Region I Director Jay Patzke worked a year as a correctional officer at the Clemens Unit near Brazoria before joining the Parole Division. Patzke said that with 70 offices statewide, the Parole Division is able to offer people employment in the communities in which they live and wish to remain.
“We advertise and hire for a specific location,” Patzke said. “So if we want somebody for Paris, Texas, we interview for Paris, Texas. We don’t see a lot of movement between offices, either.”
“As far as criminal justice, I’ve always thought, and it was presented to me when I first came out of college, that within the field, being a parole officer comes with a little esteem,” said Rodney Adams, an assistant regional director to Patzke in Tyler. “It’s always been presented that it is a good quality job.”
And it comes with the freedom to choose.
“The way it was presented to me was that this is the closest you’ll come to having your own business without having the headaches,” Adams added. “That’s because you set your own schedule.
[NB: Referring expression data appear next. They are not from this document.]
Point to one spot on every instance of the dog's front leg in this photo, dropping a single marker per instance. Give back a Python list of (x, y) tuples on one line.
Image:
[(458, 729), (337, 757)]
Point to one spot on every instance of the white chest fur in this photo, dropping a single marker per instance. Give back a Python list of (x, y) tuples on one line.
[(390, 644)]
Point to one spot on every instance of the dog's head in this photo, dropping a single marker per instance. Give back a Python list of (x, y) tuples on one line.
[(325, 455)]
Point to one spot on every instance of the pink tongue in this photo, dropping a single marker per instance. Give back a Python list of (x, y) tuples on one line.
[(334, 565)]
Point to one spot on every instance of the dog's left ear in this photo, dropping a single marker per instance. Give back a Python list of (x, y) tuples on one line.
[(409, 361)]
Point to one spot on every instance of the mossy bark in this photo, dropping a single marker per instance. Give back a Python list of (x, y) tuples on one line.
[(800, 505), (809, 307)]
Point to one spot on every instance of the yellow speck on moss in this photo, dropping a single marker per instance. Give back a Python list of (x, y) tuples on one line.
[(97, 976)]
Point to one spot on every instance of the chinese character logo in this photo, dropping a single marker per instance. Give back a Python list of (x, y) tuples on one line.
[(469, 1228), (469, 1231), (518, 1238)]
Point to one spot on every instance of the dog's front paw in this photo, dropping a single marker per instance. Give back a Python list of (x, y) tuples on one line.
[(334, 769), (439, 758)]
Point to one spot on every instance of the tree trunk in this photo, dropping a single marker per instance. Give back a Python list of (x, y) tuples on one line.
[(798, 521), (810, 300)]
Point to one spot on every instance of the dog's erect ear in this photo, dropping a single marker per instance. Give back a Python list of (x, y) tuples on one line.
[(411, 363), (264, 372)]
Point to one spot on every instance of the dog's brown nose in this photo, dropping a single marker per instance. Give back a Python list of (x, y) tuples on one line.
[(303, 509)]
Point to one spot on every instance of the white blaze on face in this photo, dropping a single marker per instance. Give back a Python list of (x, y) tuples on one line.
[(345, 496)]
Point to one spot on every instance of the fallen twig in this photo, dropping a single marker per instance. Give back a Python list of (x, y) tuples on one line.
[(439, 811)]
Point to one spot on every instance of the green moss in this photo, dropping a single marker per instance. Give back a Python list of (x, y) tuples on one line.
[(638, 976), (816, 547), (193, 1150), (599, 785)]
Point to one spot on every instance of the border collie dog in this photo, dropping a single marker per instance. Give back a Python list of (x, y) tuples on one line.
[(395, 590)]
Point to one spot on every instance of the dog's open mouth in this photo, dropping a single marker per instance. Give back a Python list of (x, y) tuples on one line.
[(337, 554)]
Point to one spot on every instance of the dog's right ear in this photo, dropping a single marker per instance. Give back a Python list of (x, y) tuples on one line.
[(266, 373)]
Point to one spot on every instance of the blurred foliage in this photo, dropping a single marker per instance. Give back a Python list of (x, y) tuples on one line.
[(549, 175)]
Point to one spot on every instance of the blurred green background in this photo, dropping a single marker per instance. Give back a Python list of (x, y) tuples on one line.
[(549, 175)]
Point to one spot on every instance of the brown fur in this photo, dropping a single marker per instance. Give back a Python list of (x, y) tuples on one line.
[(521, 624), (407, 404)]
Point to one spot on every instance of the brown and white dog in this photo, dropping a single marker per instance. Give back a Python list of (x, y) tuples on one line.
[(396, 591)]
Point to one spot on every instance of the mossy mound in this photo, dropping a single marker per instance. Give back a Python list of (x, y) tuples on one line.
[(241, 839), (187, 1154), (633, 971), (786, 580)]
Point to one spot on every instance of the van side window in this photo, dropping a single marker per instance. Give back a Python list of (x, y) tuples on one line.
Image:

There are basic things that you have to accomplish by the end of the month, but basically, you’re in control. You have a lot of freedom to do what you need to do.”
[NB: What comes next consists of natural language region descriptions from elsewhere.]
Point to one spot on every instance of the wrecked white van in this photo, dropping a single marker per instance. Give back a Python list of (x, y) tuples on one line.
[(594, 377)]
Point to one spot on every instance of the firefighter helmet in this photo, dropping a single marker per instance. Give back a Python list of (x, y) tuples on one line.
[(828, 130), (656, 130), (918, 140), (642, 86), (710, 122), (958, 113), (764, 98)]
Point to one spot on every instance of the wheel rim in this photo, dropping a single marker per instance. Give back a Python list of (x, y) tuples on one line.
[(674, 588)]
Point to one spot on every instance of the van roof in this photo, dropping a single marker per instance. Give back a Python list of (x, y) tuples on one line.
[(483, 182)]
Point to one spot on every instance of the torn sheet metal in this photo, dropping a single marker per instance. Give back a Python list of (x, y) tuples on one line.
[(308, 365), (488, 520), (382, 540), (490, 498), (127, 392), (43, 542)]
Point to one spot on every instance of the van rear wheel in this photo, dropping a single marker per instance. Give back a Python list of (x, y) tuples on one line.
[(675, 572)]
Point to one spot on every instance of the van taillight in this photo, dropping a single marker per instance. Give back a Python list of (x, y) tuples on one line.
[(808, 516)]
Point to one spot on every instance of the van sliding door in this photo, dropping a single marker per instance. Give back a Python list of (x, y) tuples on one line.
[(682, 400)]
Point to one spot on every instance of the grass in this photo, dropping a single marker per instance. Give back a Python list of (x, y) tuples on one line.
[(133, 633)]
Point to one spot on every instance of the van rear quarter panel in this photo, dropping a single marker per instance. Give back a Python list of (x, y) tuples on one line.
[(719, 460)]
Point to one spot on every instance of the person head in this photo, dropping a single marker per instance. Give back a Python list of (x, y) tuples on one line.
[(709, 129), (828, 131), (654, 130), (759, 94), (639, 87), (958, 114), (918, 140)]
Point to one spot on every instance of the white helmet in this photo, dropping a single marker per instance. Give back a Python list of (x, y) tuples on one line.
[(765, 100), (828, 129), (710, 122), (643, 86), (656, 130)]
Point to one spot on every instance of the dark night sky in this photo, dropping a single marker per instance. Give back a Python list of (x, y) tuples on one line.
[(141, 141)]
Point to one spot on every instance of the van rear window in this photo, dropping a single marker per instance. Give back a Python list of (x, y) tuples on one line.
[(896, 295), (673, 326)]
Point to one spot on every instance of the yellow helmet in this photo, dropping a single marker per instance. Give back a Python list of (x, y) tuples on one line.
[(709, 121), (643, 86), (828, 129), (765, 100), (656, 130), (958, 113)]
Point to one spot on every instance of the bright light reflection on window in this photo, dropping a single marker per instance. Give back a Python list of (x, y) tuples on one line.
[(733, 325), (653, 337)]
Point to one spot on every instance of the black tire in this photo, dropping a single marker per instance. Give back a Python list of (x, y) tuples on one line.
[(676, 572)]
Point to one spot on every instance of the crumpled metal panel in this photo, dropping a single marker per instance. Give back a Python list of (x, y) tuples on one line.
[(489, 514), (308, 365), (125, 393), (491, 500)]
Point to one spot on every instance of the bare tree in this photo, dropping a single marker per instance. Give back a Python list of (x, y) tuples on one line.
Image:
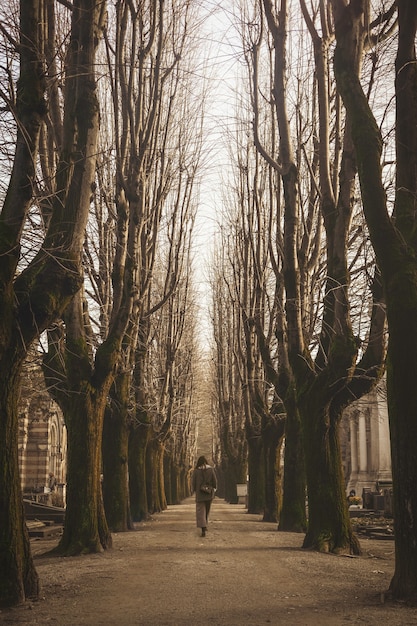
[(34, 297), (327, 379), (394, 242)]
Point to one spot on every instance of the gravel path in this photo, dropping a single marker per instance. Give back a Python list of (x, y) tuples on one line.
[(243, 572)]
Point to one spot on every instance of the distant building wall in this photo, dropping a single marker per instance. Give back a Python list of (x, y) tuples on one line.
[(365, 442)]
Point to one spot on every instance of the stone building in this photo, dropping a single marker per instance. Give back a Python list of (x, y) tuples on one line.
[(365, 443)]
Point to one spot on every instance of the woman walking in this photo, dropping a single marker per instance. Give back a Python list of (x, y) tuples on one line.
[(204, 484)]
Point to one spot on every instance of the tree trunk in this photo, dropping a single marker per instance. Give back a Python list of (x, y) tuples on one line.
[(85, 529), (115, 457), (293, 515), (395, 246), (138, 443), (272, 437), (256, 494), (329, 528), (155, 476), (18, 577)]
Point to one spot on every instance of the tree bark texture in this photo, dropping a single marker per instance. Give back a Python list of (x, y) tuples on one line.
[(115, 456), (394, 242)]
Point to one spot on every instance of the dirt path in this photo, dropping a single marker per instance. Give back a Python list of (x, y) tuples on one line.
[(243, 573)]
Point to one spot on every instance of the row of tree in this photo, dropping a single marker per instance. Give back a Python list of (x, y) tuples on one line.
[(96, 229), (107, 129), (300, 298)]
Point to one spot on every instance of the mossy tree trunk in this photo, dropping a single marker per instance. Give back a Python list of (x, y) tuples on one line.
[(32, 300), (329, 528), (85, 528), (395, 244), (155, 476), (272, 437), (115, 456), (138, 443), (293, 514), (18, 576), (327, 382), (256, 472)]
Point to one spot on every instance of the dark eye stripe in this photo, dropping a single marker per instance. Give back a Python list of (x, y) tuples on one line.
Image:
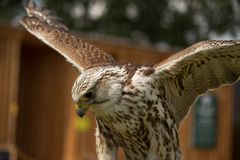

Patzke said that, like Burke, parole officers are often grown from the ground up.
“This year, we hired three of our own clerks who went to school to get their degrees to become parole officers,” he said. “And that’s something we encourage, we encourage that development.”
Edna Douglas started as a clerk at the Region I office in 1997 and has worked as a parole officer the past six years in Tyler.
“I enjoy my job because it’s a challenge,” she said. “I like to try to help if they will allow it.”
Her fellow officer, Larry Rosemond, worked as a correctional officer at the Coffield and Michael units near Palestine for four years before moving to the Parole Division 20 years ago.
“I wanted to help people,” he said. “I saw people inside that needed help, and I figured I could become a parole officer. Some people come out with no place to go, no family, no nothing. This gives us a chance to try to help, to try to reintegrate these people and get them back into society in a positive way.”
The TDCJ parole officers interviewed all said that the opportunity to help people was the overriding reason for them getting into the business of supervising offenders.
“The reward, I think, is seeing people who have maybe been in our system a long time (actually) make it,” Shepherd said.
“I knew I wanted to do something to help people,” Burke said. “And I still to this day find that to be the best part of this job. I save every card I get from a client that says ‘thank you.’ Just to see people succeed is gratifying. But at the same time, I hate to see them fail. That’s the tough part of the job.”